LegoNet: Memory Footprint Reduction Through Block Weight Clustering
Joseph Bingham, Noah Green, and Saman Zonouz
In 2022 IEEE Intl Conf on Dependable, Autonomic and Secure Computing, Intl Conf on Pervasive Intelligence and Computing, Intl Conf on Cloud and Big Data Computing, Intl Conf on Cyber Science and Technology Congress (DASC/PiCom/CBDCom/CyberSciTech), Sep 2022
As the need for neural network-based applications to become more accurate and powerful grows, so too does their size and memory footprint.
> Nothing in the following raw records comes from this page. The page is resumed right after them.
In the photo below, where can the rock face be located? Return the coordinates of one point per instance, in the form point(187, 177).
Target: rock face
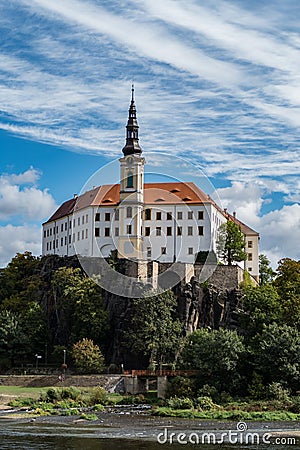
point(212, 304)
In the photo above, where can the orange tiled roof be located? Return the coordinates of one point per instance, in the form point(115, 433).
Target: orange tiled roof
point(154, 193)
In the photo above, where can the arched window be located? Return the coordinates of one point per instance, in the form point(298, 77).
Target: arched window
point(129, 211)
point(130, 179)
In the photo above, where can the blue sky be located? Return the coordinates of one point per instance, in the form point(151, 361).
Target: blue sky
point(217, 83)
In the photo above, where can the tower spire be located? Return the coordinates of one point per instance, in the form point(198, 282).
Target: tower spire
point(132, 130)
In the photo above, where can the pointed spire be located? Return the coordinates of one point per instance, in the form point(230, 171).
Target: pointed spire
point(132, 130)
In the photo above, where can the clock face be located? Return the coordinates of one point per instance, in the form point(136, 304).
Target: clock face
point(129, 161)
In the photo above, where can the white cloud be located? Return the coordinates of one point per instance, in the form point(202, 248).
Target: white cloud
point(26, 202)
point(18, 239)
point(279, 229)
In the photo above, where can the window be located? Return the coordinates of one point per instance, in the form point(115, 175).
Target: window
point(148, 214)
point(129, 180)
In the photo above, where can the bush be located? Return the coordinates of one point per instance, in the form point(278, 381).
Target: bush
point(275, 391)
point(181, 387)
point(98, 396)
point(180, 403)
point(206, 403)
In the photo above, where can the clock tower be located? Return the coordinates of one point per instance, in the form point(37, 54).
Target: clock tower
point(130, 244)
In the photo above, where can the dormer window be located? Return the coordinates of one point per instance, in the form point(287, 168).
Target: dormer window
point(129, 180)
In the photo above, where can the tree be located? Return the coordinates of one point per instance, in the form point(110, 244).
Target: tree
point(266, 273)
point(276, 355)
point(262, 306)
point(287, 284)
point(87, 356)
point(154, 329)
point(231, 243)
point(216, 354)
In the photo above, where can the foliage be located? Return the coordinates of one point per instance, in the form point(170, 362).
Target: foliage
point(231, 243)
point(266, 273)
point(154, 329)
point(276, 352)
point(287, 284)
point(181, 387)
point(216, 354)
point(262, 306)
point(180, 403)
point(88, 357)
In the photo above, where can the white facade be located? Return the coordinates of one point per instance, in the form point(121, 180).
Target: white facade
point(163, 222)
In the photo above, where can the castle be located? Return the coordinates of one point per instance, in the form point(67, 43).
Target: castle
point(163, 222)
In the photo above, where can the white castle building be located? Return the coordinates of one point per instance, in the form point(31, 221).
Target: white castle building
point(164, 222)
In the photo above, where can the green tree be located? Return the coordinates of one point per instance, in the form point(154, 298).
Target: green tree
point(216, 354)
point(261, 306)
point(287, 284)
point(231, 243)
point(87, 356)
point(266, 273)
point(276, 355)
point(154, 329)
point(13, 340)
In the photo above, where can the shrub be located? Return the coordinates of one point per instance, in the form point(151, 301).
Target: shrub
point(206, 403)
point(98, 396)
point(275, 391)
point(180, 403)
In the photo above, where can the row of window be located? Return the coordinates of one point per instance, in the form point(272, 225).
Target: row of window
point(163, 251)
point(157, 231)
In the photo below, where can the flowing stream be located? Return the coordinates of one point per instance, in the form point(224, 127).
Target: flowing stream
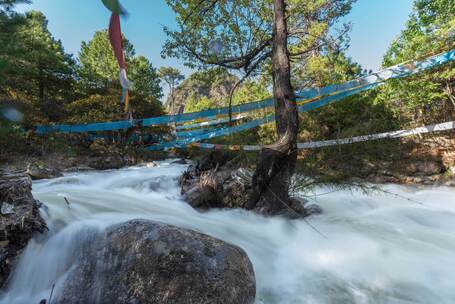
point(375, 248)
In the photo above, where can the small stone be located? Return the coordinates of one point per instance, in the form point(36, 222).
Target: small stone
point(7, 209)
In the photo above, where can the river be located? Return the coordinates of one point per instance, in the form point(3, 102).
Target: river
point(376, 248)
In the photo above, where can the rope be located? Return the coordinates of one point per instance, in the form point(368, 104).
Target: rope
point(327, 143)
point(367, 82)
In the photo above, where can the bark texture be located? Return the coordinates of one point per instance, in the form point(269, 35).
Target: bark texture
point(276, 163)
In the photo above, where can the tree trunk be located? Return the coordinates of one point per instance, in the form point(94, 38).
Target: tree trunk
point(41, 85)
point(276, 163)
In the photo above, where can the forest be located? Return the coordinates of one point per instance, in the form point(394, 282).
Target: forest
point(126, 180)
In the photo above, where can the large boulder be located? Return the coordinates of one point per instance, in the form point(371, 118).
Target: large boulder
point(20, 219)
point(148, 262)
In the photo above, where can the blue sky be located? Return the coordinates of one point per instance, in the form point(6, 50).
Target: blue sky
point(375, 24)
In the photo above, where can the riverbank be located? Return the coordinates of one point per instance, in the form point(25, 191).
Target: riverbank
point(426, 160)
point(403, 248)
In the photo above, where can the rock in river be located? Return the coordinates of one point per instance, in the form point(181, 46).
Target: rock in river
point(149, 262)
point(19, 219)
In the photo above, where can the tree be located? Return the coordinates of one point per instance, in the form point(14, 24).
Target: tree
point(99, 72)
point(429, 96)
point(172, 78)
point(98, 67)
point(6, 6)
point(145, 78)
point(34, 64)
point(246, 35)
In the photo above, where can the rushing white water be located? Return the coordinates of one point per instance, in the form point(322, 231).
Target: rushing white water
point(376, 249)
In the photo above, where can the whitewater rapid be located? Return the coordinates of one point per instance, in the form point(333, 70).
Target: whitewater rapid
point(375, 248)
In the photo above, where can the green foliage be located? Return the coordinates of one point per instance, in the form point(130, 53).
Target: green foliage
point(33, 64)
point(95, 108)
point(195, 104)
point(426, 97)
point(106, 107)
point(172, 77)
point(98, 65)
point(99, 70)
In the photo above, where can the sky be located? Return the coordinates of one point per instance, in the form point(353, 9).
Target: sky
point(375, 24)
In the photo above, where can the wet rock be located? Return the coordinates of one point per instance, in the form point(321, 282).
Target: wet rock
point(151, 165)
point(20, 219)
point(180, 161)
point(227, 186)
point(426, 168)
point(106, 162)
point(148, 262)
point(38, 171)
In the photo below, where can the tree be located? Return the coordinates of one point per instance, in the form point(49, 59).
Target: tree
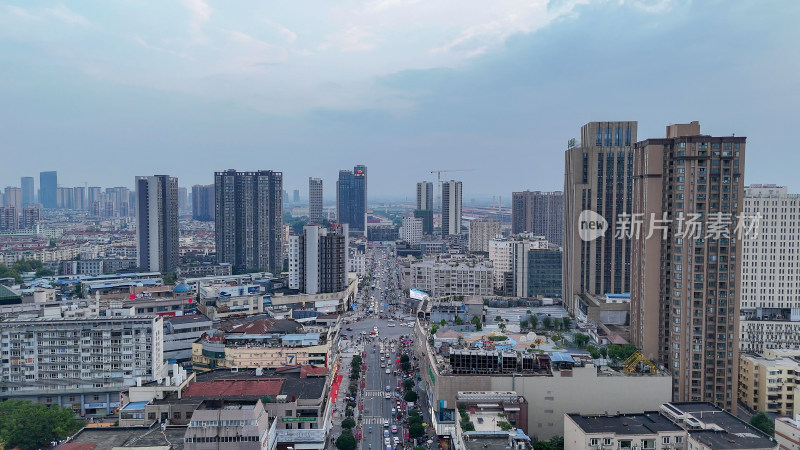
point(762, 421)
point(415, 430)
point(477, 322)
point(581, 339)
point(26, 425)
point(346, 441)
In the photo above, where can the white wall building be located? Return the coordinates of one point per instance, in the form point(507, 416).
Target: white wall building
point(770, 299)
point(481, 231)
point(411, 230)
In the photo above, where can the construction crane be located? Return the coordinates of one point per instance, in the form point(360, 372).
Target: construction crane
point(439, 182)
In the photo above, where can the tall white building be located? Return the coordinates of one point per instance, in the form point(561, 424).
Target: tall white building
point(770, 298)
point(451, 207)
point(411, 230)
point(79, 363)
point(452, 278)
point(481, 231)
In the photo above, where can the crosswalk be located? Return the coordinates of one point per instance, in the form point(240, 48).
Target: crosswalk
point(372, 420)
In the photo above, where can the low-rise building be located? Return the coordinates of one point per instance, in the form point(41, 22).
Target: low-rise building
point(79, 363)
point(682, 426)
point(768, 382)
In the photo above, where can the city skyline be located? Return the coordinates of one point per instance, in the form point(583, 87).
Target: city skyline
point(416, 96)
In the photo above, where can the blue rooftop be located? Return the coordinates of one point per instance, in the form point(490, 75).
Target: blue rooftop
point(135, 406)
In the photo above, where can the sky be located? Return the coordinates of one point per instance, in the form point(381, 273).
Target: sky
point(105, 90)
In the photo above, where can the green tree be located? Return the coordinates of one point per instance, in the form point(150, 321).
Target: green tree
point(27, 425)
point(477, 322)
point(762, 421)
point(346, 440)
point(415, 430)
point(581, 339)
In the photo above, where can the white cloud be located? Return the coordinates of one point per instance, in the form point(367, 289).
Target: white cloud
point(353, 39)
point(200, 10)
point(66, 15)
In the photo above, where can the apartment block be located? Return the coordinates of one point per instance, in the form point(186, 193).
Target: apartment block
point(481, 231)
point(770, 303)
point(685, 292)
point(599, 178)
point(79, 363)
point(539, 213)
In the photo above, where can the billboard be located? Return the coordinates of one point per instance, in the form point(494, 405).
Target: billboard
point(416, 294)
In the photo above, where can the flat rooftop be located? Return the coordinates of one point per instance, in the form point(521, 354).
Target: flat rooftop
point(649, 422)
point(109, 438)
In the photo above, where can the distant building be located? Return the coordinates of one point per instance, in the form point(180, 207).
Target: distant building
point(351, 198)
point(48, 186)
point(425, 196)
point(451, 207)
point(427, 219)
point(28, 191)
point(411, 230)
point(599, 178)
point(157, 223)
point(544, 273)
point(9, 218)
point(203, 202)
point(318, 259)
point(315, 214)
point(767, 382)
point(249, 219)
point(480, 232)
point(770, 305)
point(539, 213)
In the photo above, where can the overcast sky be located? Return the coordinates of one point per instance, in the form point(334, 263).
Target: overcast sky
point(106, 90)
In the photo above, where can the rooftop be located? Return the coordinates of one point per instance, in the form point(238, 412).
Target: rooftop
point(649, 422)
point(109, 438)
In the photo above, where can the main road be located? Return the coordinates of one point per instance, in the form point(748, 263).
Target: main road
point(381, 350)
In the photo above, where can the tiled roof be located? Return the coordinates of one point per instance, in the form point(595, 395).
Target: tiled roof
point(235, 388)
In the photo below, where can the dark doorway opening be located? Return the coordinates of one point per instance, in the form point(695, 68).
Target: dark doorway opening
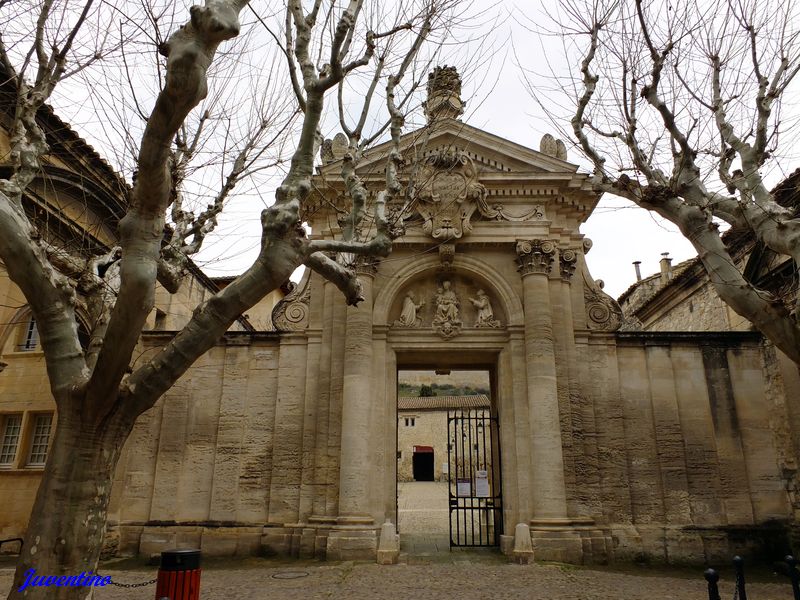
point(423, 464)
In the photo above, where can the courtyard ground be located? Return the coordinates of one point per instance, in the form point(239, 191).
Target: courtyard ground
point(429, 570)
point(434, 576)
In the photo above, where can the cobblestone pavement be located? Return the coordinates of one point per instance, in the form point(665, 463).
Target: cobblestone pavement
point(465, 576)
point(423, 507)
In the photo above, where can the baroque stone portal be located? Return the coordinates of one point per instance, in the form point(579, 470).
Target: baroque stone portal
point(447, 321)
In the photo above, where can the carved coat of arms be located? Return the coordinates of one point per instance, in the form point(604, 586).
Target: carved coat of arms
point(448, 194)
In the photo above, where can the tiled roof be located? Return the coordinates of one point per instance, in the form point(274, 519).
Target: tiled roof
point(441, 402)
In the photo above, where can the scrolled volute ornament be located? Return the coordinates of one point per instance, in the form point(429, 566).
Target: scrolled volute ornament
point(603, 313)
point(535, 256)
point(291, 313)
point(568, 261)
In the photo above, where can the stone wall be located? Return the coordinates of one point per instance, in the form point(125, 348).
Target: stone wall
point(688, 457)
point(216, 458)
point(429, 429)
point(701, 310)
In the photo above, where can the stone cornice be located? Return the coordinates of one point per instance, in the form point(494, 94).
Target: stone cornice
point(535, 256)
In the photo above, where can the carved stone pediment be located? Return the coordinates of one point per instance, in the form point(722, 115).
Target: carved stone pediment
point(448, 194)
point(447, 304)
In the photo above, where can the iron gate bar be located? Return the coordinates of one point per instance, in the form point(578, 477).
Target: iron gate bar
point(469, 451)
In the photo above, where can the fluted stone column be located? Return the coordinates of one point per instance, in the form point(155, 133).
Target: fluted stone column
point(547, 476)
point(354, 471)
point(355, 535)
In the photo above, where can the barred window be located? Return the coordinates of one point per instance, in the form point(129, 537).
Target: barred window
point(29, 339)
point(12, 427)
point(40, 439)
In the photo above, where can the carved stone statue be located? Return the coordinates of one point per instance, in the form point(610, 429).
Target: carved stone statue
point(408, 314)
point(447, 320)
point(485, 312)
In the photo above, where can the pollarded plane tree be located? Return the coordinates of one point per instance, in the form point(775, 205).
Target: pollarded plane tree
point(677, 107)
point(98, 396)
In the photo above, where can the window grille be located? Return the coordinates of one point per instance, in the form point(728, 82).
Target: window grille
point(11, 433)
point(30, 337)
point(40, 439)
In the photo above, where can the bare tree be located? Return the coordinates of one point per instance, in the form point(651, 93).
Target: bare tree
point(98, 397)
point(677, 108)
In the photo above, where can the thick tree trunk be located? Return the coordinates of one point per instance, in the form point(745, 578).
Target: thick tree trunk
point(67, 524)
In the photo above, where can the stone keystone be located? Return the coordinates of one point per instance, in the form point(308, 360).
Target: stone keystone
point(523, 549)
point(389, 544)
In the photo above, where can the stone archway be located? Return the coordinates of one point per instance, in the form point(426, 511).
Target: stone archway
point(498, 350)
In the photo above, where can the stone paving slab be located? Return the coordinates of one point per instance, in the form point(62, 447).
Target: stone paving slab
point(461, 576)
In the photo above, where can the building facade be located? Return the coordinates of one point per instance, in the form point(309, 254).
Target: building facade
point(610, 444)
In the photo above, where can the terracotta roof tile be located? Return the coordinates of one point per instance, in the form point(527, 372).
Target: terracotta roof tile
point(442, 402)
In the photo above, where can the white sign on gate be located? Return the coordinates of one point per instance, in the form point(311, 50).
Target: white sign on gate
point(482, 484)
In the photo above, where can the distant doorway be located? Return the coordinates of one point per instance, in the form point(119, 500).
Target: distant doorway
point(424, 399)
point(422, 463)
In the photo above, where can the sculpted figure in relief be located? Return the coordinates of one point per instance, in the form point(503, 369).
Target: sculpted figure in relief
point(485, 312)
point(408, 314)
point(446, 305)
point(447, 321)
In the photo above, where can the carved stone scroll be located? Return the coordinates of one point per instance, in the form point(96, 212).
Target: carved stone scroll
point(291, 313)
point(535, 256)
point(602, 311)
point(568, 261)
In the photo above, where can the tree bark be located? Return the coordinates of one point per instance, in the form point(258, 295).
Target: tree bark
point(71, 504)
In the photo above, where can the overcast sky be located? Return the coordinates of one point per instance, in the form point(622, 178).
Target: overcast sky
point(497, 101)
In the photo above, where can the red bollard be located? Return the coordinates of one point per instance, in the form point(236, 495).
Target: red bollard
point(179, 575)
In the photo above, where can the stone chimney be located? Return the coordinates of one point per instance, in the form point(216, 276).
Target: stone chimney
point(444, 95)
point(666, 268)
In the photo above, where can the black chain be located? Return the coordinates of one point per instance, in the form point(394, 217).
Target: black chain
point(129, 585)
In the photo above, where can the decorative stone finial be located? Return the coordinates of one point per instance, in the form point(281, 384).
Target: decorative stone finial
point(553, 147)
point(444, 94)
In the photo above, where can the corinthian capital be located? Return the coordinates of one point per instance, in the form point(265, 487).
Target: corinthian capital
point(535, 256)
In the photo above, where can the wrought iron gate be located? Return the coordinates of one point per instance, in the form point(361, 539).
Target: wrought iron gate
point(473, 456)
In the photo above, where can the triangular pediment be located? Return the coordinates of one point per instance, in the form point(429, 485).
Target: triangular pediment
point(489, 153)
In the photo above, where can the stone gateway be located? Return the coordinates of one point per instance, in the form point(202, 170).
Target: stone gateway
point(613, 444)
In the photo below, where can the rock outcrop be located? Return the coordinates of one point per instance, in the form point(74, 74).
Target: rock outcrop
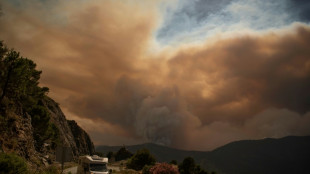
point(17, 135)
point(82, 140)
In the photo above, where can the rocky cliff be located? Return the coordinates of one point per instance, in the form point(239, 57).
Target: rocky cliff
point(32, 125)
point(17, 134)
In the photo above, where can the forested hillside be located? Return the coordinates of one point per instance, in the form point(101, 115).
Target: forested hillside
point(32, 125)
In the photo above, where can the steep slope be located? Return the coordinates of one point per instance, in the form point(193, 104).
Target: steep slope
point(285, 155)
point(81, 138)
point(32, 125)
point(70, 133)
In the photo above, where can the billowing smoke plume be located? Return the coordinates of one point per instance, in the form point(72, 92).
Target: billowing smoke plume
point(101, 64)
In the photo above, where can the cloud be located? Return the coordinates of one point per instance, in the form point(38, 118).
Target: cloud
point(196, 20)
point(95, 58)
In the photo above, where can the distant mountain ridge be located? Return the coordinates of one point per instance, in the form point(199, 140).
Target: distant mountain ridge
point(267, 156)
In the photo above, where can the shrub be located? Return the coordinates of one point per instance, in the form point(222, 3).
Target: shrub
point(187, 166)
point(146, 169)
point(163, 168)
point(11, 164)
point(174, 162)
point(122, 154)
point(140, 159)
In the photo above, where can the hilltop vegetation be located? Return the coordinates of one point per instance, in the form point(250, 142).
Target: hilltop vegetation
point(32, 125)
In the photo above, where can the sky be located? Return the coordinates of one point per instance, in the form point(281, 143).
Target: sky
point(189, 74)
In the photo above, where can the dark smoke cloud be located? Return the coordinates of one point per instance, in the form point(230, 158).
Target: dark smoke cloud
point(98, 67)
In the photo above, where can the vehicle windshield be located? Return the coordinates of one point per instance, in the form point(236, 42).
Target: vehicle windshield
point(98, 167)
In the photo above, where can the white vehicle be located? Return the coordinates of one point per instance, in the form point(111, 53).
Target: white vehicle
point(92, 165)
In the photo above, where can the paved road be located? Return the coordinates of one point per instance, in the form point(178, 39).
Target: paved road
point(73, 170)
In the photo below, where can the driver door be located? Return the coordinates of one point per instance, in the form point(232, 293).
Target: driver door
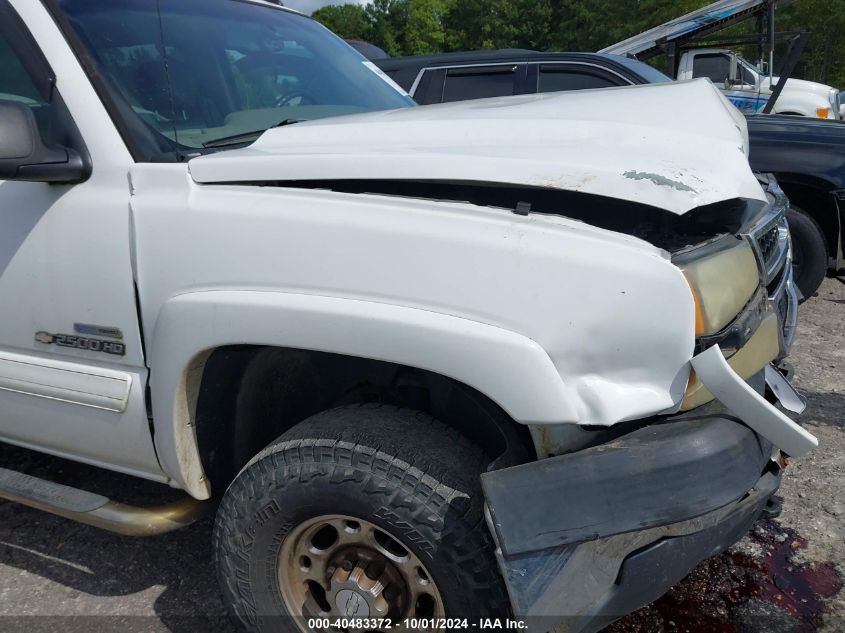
point(72, 374)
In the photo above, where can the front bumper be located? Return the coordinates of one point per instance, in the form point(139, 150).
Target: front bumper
point(587, 537)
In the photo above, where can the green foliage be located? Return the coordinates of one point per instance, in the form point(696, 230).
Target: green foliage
point(414, 27)
point(348, 20)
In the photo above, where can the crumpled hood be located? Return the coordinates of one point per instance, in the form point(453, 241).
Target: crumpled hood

With embedded devices, whose cache and RAM are limited, this growth hinders their ability to leverage state-of-the-art neural network architectures. In this work, we propose LegoNet, a compression technique that constructs blocks of weights of the entire model regardless of layer type and clusters these induced blocks. Using blocks instead of individual values to cluster the weights, we were able to compress ResNet-50 trained for Cifar-10 and ImageNet with only 32 4x4 blocks, compressing the memory footprint by over a factor of 64x without having to remove any weights or changing the architecture and no loss to accuracy, nor retraining or any data, and show how to find an arrangement of 16 4x4 blocks that gives a compression ratio of 128x with less than 3% accuracy loss. This was all achieved with no need for (re)training or fine-tuning.